256629

Luxus-Label steigt ins Handygeschäft ein

Das Modelabel Dior steigt in den Markt für Mobiltelefone ein. Technische Einzelheiten des neuen Handys sind nicht bekannt, dafür aber der Preis: 3.500 Euro oder 5.000 US-Dollar zahlt die Modeliebhaberin für das Handy. Im ersten Jahr sollen mindestens 10.000 Stück verkauft werden. Der Haken: Zunächst erscheint das Dior-Handy nur in Russland und China.

Der französische Hersteller von Luxusgütern, Christian Dior SA, steigt ins Mobilfunkgeschäft ein. Wer sich mit einem Handy von der Stange nicht zufrieden geben möchte und 3.500 Euro zuviel auf dem Bankkonto liegen hat, kann sich für das stylische Klapphandy entscheiden.
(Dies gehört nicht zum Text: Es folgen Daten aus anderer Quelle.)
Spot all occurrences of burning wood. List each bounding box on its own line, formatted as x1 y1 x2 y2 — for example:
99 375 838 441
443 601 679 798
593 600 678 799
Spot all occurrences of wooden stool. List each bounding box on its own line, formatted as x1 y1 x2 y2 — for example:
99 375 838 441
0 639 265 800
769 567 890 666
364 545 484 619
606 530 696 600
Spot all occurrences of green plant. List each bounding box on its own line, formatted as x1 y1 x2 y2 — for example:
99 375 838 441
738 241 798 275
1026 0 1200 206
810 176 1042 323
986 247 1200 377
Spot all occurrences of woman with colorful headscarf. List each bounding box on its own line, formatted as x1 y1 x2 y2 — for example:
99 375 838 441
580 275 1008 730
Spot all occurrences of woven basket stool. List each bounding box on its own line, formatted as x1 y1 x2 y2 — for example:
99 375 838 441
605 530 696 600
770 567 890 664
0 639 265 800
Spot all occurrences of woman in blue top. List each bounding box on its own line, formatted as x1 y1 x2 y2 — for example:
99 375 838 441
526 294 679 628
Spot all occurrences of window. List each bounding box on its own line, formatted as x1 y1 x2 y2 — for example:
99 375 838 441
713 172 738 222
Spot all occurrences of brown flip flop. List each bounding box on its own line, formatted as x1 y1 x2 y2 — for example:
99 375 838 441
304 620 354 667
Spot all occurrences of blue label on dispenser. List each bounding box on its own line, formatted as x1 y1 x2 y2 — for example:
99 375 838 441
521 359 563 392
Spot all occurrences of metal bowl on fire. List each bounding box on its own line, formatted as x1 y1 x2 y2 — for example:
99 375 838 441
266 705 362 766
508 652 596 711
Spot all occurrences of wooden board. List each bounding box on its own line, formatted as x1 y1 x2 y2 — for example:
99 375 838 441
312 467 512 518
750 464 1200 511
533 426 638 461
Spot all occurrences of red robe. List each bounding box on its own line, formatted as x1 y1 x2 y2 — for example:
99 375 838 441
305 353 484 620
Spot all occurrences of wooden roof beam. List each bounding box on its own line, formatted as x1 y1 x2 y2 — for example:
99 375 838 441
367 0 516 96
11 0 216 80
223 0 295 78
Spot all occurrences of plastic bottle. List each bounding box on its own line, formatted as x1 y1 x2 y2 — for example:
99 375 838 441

Vor allem die weibliche Zielgruppe wird sich von dem Telefon in den Farben Rosa, Rot und Silber angesprochen fühlen. Hierzulande müssen sich Fashion Victims aber in Geduld üben: Das Wall Street Journal berichtet, Dior werde sein Handy zunächst nur in Russland und China verkaufen.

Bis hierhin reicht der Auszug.